Anyways, Yarovesky uses these earlier moments to establish the cracks in the facade of BrightBurn‘s seemingly loving family — Den hints at a history of abuse at the hands of his own parents and is a bit too comfortable getting physical with his own son, Banks starts making allowances for her son’s wildly oscillating behavior — and sets up the seeds for conflict to come. All three are well-cast, especially Denman, who is often thrust into these types of roles (with good reason), and Dunn, who is great and balancing his own fear and his own alienation with the changes he’s going through. 

Anyways, Brandon starts to realize that he’s not like the other children. When frustrated by a lawnmower that won’t start, he surprises himself by throwing it a few hundred feet away into a field, and then, on a whim, sticks his hand into the blade to see if it’ll hurt him. It doesn’t, of course, and he begins developing even more bizarre superpowers as the film goes along. And, as such, he lashes out against the people in his life who are bringing him down, misinterpreting his dad’s “talk” as an excuse to stalk a girl that he’s obsessed with, and then breaking her hand when she calls him a pervert in front of his gym class. Soon, that becomes a crusade — in which the young man dons a mask and cape constructed from the blanket he was swaddled in as a child — to stop all of the people aware of his superpowers from telling his parents of his bad behavior — from the girl’s mother (who you’ve already seen pulling glass out of her eye in the preview for the film, which somehow manages to be even grosser here), to his uncle, and more and more until he’s on a killing streak that both can’t be stopped by mere bullets and ignored by his parents.

These sequences, in which BrightBurn (named for the county that the film is set in, much like Smallville) becomes a super-powered take on the slasher genre, are when the film’s at its finest, as Yarovesky and the Gunns become properly unhinged, finding creative (and exceptionally gross and gory) new ways to demonstrate the effects Brandon’s powers have on the human body. 
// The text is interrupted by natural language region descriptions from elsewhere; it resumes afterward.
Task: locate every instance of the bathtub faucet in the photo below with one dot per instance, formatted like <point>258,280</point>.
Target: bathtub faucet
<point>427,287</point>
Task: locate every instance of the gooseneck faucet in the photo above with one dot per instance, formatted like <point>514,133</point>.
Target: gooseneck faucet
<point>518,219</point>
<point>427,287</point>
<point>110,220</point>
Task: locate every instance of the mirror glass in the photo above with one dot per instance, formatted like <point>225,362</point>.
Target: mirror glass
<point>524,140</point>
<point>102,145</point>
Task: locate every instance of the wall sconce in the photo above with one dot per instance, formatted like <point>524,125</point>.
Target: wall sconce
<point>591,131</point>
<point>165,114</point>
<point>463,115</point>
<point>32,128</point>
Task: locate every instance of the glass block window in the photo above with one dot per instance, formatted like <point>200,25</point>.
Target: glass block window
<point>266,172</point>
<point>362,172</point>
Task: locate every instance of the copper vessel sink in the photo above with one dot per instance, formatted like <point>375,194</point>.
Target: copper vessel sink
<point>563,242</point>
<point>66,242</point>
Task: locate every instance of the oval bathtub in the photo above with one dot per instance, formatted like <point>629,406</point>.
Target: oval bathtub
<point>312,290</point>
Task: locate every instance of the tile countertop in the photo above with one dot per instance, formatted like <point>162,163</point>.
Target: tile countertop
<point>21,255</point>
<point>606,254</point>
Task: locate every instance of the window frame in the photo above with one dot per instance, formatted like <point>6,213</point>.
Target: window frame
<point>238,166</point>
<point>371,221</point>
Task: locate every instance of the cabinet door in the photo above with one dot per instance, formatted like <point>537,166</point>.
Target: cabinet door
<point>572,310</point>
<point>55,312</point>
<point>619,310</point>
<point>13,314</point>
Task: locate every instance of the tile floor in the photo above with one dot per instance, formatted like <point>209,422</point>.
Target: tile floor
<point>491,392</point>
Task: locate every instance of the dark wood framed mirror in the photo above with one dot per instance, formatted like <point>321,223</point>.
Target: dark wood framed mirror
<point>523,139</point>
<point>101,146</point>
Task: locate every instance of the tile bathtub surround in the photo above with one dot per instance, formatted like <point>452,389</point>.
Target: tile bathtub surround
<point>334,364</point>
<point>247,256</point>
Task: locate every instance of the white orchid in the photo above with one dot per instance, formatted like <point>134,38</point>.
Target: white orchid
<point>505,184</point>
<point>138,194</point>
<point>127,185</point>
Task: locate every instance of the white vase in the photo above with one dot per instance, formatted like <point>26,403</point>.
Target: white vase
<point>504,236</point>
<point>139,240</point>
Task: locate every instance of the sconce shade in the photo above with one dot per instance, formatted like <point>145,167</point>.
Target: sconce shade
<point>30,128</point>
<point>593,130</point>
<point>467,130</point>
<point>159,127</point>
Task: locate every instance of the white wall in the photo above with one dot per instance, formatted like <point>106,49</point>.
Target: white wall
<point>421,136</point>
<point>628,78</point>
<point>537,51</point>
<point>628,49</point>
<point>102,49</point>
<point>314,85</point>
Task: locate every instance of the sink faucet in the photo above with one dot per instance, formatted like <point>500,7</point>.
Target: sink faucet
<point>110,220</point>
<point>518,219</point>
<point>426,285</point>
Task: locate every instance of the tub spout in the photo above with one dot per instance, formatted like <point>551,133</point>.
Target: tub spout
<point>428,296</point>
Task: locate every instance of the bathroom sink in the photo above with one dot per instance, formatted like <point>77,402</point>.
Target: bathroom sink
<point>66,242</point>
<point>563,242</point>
So, for the most part, BrightBurn offers a gleefully bleak take on a genre oftentimes willing to toe the line up to this point but never willing to commit itself all the way to its central thesis. Honestly, it’s a better origin story for the Zack Snyder take on Superman than the one presented to us in Man of Steel, as it’s easy to imagine this character snapping the neck of an adversary in the heat of battle (though he’d probably just vaporize the civilians after anyway), and Yarovesky often jokingly parodies Snyder’s Malickian portentousness in his shot selection.  If it has one major flaw, it’s that Yarovesky occasionally can’t find his perspective into the story, and he can’t decide whether he wants to tell a We Need to Talk About Kevin-style dissection of modern parenting through Banks and Denman’s view, or whether he wants to tell the story from Dunn’s frame, about a troubled, violent kid who is absolutely failed by the support system that is around him and is pushed towards darkness as a fact. Both are attempted, and neither totally works in conjunction with the other.

But BrightBurn is genuinely unnerving — both intellectually and physically — for the majority of its well-paced 90-minute runtime, and that’s more than I can say for a hell of a lot of horror that’s hit theaters this year.